Inspirados pelo avanço dos créditos de carbono, os créditos de biodiversidade surgem como um mecanismo promissor para direcionar financiamento privado a conservação e restauração da natureza, com foco explícito em resultados positivos para a biodiversidade.
Muitas empresas já reconhecem os riscos e oportunidades relacionados à natureza, mas poucas avançaram para a aquisição efetiva desses créditos como parte de suas estratégias ambientais e de ESG.
Um dos principais entraves está na falta de padronização.
Ainda não há consenso claro sobre o que define um crédito de biodiversidade, quais métricas devem ser utilizadas e quais reivindicações podem ser feitas com base nesses instrumentos.
Mesmo com avanços recentes rumo à harmonização, a ausência de uma abordagem dominante reduz a confiança dos compradores e leva muitas empresas a aguardarem maior segurança regulatória e jurídica antes de agir.
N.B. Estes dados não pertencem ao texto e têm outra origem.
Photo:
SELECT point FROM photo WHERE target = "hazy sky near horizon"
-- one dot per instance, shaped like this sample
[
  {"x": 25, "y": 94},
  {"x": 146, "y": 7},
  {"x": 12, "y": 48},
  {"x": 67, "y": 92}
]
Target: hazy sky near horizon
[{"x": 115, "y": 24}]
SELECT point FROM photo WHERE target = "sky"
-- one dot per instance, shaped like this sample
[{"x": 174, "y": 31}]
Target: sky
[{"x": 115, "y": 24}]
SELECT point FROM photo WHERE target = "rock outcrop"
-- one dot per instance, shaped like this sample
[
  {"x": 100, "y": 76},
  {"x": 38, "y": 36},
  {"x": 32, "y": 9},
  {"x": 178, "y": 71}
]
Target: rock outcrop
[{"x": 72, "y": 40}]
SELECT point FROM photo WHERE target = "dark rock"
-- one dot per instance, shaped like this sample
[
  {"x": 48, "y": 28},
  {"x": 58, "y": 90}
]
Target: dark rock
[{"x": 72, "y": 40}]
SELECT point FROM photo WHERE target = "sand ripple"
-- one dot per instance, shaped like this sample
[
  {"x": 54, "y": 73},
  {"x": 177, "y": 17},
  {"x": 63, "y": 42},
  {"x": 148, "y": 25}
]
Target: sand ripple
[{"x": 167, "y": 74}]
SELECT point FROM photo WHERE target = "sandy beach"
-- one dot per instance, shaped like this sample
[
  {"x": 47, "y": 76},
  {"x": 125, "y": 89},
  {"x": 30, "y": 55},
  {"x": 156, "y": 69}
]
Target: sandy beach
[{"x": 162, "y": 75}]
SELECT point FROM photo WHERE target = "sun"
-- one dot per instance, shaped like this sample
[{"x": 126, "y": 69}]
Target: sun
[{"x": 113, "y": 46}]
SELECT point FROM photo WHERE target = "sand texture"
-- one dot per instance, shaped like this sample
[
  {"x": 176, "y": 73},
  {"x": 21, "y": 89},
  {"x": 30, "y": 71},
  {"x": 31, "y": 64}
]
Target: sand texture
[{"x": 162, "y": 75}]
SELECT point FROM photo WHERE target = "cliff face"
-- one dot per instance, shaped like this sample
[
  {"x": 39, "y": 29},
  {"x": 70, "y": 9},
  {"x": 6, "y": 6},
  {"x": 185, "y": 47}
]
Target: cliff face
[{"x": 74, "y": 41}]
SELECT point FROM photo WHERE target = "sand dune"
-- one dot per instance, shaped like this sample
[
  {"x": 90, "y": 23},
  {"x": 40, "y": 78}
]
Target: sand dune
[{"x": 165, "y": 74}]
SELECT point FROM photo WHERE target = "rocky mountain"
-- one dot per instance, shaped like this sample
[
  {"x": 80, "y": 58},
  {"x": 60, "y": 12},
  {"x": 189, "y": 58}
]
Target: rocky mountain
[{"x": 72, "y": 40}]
Outro fator relevante é a baixa confiança em um mercado nascente.
Os créditos de biodiversidade são frequentemente associados ao mercado voluntário de carbono, que enfrentou críticas relacionadas a integridade ambiental, reputação e transparência.
Isso gera cautela adicional por parte das empresas, que temem repetir erros do passado ou se expor a riscos reputacionais.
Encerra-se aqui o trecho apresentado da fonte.